Information About Sarbanes Oxley Act Of 2002
Senator Paul Sarbanes and a representative, Michael G. Oxley, formulated a law which was named in their honor. The act was signed as a law on the 30th of Jul of 2002 and came to be known as the Sarbanes Oxley act of 2002. It is also known by various other names like the Investor Protection act of 2002 and the Public Company accounting reform. The law was formulated as a result of wide spread dissent amongst investors. The investors were losing faith in the financial system owing to a large number of scandals which were both corporate and related to accounting along with various mal practices which had engulfed the system. The act is abbreviated as SOX and Sarbox. The act became a law after winning by a majority of 423 to 2 votes. It affected almost all major companies like Enron, WorldCom, and Tyco International.
The Sarbanes Oxley act of 2002 included had eleven (11) sections. The sections are:
- Section I - Public Company Accounting Oversight Board (PCAOB): the first section was instrumental in establishing the PCAOB. The PCAOB provides independent over sights of accounting firms of the public sector along with various and diversified audits. It is also responsible for the creation of centralized over sight boards and the registering of various and diversified audits. Section I consists of 9 sub sections.
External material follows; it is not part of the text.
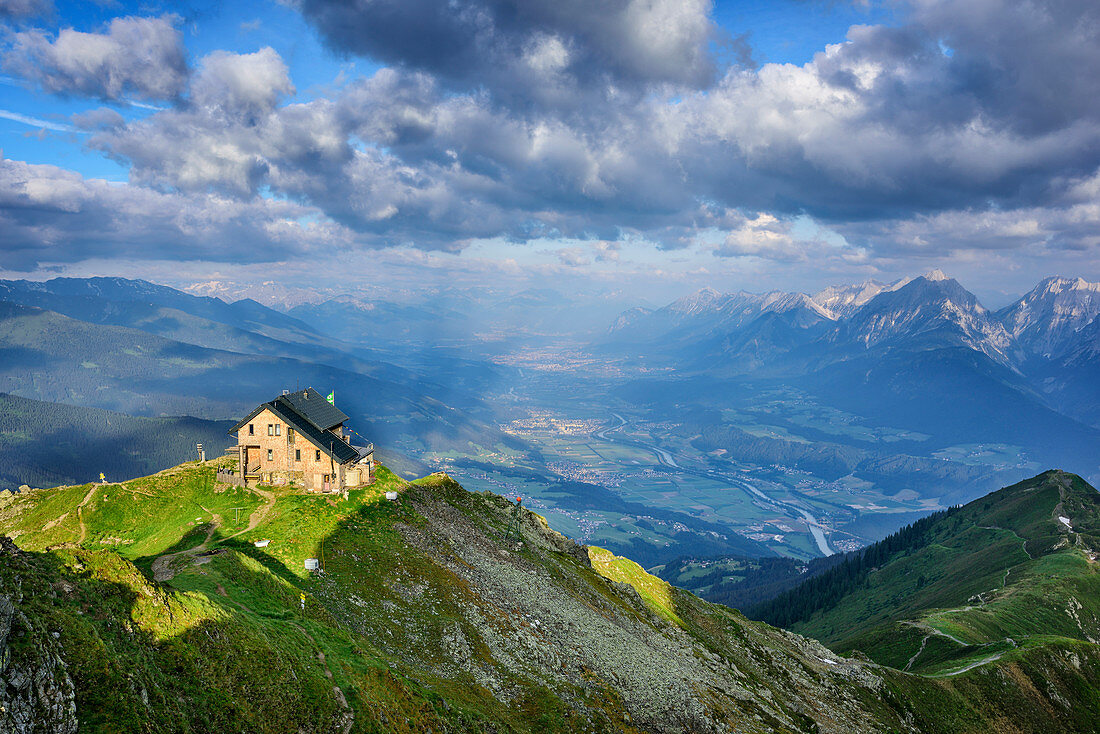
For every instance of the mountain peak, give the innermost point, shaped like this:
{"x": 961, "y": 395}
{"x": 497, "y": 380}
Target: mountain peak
{"x": 1047, "y": 319}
- Section II - Auditors Independence: The second section of the Sarbanes Oxley act of 2002 is known as Auditors Independence and focuses on providing various rights which ensure the independence of various auditors throughout the United States of America. It consists of 9 sub sections. - Section III - Corporate Responsibility: This section makes the senior executives of all companies to take responsibility personally for the accurate completion of financial reports which are corporal in nature. - Section IV - Enhanced financial disclosures: The section has nine sub sections. The section describes the requirements for reporting financial transactions. It needs internal controls to assure the accuracy of the various financial disclosures and reports. - Section V - Analyst Conflicts of Interest: This section of the Sarbanes Oxley act of 2002 deals with the restoration of the confidence of the investor in reporting of analysts and securities. It clearly formulates the codes of conduct to be used for securities analysts. - Section VI - Commission Resource and Authority: It has 4 sub sections and clearly states the practices to be followed to restore the confidence of the numerous investors in the securities analysts. - Section VII - Studies and Reports: It consists of 5 sub sections that deal with the conduction of research dealing with the enforcement of strict action against violators of the rules and regulations. - Section VIII - Corporate and Criminal Fraud Accountability: It details specific penalties to be given to corporate criminals for crimes like fraud, manipulation, alteration or complete destruction of various financial records. - Section IX - White Collar Crime Penalty Enhancement: It increase the penalty to be given out to individuals linked to crimes which are white-collar in nature. - Section X - Corporate Tax Returns: The section of the Sarbanes Oxley act of 2002 clearly stated the tax return of the company should be signed by the Chief Executive Officer. - Section XI - Corporate Fraud Accountability: It consists of seven sub sections and deals with various offenses like records tampering and corporate fraud. The Sarbanes Oxley act of 2002 has been instrumental in shaping the face of the economy of the United States of America and in turn has affected the world economy.